A _{RGB ln} ＝A _{RGB ch} ⊙A _{RGB z} ；A _{IR ln} ＝A _{IR ch} ⊙A _{IR z} ；

wherein A is _{RGB ln} ∈R ^C×H×W ；A _{IR ln} ∈R ^C×H×W ；

Feature A _{IR ln} And A is a _{RGB ch} Adding to recalibrate enhancement to obtain final output X of visible light characteristics _{RGB out} The method comprises the steps of carrying out a first treatment on the surface of the Feature A _{RGB ln} And A is a _{IR ch} Adding to recalibrate the enhancement to obtain the final output X of the infrared signature _{IR out} The calculation process is expressed as:

X _{RGB out} ＝A _{IR ln} +A _{RGB ch} ；X _{IR out} ＝A _{RGB ln} +A _{IR ch} 。

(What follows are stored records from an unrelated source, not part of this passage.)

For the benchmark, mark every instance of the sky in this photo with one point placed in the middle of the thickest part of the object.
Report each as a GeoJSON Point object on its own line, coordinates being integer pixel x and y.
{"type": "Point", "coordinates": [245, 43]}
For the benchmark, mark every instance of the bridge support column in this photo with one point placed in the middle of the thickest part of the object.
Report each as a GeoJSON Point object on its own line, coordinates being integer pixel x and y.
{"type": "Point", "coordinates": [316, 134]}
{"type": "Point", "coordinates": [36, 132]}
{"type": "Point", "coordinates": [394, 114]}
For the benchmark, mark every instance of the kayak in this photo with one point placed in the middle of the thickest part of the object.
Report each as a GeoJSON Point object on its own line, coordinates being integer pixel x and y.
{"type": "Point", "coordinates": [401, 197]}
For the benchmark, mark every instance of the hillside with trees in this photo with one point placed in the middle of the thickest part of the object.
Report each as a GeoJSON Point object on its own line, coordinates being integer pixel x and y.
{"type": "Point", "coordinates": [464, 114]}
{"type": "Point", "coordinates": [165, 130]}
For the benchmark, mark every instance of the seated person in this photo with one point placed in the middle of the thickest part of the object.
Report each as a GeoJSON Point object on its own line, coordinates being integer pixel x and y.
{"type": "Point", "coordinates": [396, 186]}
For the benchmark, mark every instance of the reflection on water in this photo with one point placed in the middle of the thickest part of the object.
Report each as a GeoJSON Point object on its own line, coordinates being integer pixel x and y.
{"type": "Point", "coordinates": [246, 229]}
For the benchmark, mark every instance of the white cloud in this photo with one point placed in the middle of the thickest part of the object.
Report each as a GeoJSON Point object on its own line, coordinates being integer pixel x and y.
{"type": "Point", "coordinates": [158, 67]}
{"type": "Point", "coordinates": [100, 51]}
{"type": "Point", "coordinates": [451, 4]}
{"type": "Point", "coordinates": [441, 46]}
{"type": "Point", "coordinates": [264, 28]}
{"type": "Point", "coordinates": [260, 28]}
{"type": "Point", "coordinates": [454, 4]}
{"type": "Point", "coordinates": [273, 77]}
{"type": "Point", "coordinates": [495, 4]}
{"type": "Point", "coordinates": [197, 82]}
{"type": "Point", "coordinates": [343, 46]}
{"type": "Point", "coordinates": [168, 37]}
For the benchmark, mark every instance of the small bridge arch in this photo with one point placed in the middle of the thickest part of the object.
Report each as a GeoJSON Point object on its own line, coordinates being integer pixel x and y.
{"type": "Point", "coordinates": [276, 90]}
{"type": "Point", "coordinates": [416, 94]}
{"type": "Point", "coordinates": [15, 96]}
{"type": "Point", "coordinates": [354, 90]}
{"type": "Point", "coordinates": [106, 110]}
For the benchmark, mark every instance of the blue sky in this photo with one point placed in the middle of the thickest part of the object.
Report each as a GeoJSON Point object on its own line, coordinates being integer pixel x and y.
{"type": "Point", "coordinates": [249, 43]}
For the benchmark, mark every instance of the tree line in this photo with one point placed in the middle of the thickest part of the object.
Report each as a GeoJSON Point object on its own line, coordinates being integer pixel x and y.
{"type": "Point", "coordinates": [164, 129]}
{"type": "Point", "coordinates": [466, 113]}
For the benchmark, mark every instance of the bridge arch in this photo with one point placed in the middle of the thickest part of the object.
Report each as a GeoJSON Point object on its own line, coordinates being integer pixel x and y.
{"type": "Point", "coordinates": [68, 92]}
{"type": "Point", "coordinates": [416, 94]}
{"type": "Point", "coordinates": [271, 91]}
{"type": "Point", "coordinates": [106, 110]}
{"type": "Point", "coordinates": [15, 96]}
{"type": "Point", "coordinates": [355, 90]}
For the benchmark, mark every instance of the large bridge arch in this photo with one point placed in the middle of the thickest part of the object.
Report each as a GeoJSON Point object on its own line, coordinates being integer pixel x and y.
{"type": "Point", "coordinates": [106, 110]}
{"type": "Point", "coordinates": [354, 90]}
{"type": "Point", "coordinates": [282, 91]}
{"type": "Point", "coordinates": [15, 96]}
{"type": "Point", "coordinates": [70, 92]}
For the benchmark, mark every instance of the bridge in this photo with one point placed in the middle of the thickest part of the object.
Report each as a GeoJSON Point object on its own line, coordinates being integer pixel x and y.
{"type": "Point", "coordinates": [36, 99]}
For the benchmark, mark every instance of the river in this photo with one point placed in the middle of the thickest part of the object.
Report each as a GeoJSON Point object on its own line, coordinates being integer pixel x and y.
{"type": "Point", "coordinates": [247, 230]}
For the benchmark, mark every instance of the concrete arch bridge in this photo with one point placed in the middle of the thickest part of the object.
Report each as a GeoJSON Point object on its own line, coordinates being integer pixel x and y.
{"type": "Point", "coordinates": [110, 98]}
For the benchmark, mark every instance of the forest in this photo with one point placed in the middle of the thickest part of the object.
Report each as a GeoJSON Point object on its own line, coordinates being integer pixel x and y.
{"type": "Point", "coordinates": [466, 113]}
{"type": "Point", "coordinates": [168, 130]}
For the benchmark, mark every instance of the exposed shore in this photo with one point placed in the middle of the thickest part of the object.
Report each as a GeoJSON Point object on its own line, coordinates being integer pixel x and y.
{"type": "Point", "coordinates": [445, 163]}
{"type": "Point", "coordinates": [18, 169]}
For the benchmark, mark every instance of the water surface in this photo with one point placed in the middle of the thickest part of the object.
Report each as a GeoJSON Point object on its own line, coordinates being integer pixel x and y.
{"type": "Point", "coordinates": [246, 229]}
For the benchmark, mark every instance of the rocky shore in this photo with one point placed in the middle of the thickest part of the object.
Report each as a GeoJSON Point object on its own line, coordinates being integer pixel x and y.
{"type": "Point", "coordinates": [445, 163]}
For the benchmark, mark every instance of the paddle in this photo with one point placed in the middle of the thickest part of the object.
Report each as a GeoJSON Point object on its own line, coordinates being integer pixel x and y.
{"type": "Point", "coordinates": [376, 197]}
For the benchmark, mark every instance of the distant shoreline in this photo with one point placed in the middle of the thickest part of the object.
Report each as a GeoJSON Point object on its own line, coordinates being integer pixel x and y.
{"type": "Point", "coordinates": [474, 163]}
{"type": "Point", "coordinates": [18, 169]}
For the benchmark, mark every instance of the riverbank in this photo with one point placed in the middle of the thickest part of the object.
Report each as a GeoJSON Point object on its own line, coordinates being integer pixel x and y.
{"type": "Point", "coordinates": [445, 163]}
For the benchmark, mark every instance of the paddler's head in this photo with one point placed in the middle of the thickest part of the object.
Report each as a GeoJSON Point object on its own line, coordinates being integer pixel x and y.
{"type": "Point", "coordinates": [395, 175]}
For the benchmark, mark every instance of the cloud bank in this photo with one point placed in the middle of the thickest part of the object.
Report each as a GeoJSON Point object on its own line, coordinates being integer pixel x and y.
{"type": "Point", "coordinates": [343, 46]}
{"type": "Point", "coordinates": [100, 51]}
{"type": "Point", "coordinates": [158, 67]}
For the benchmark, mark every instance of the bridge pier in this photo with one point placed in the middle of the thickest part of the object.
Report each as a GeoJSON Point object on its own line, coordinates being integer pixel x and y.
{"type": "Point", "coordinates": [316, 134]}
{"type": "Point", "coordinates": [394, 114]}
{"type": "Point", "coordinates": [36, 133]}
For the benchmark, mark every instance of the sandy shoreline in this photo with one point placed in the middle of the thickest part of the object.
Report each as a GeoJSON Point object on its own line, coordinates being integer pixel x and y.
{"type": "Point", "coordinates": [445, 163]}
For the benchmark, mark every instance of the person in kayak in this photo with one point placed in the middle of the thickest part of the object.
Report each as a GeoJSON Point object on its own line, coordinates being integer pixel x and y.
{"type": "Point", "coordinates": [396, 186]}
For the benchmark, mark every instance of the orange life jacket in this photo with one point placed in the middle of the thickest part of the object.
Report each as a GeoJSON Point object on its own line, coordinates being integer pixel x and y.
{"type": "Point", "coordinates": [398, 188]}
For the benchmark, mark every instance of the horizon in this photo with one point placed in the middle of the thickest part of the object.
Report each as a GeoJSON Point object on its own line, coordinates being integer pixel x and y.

6. the infrared-visible light fusion method based on feature enhancement according to claim 5, wherein the feature fusion process is as follows:

wherein F is ⁱ The representation being a joint input of visible and infrared features, F ⁱ ＝{X _{RGB out} ，X _{IR out} }；F ^o Is the output characteristic of the transducer block;

and->

Q＝IW ^Q ，K＝IW ^K ，V＝IW ^V ；

The self-attention calculation process is as follows:

where d represents the dimension that is either query Q or key K; FPRE denotes the position coding of visible and infrared features, and contains four types of position information: visible light position information RPE _RGB Infrared location information RPE _IR Visible and infrared relative position information RPE _RGB-IR Infrared and visible light relative position information RPE _IR-R ；

In the method, in the process of the invention,

t represents a matrix transposition operation;

the visible light characteristic X output after the deep interaction is obtained through the operation _{RGB out} And infrared feature X _{IR out} And adds the two to obtain the final fusion feature F _fusion ：

F _fusion ＝X _{RGB out} +X _{IR out} 。

7. An infrared-visible light fusion system based on feature enhancement, comprising:

8. A readable storage medium having one or more programs stored therein, the one or more programs being executable by one or more processors to implement the steps of the feature-based enhanced infrared-visible light fusion method of any of claims 1-6.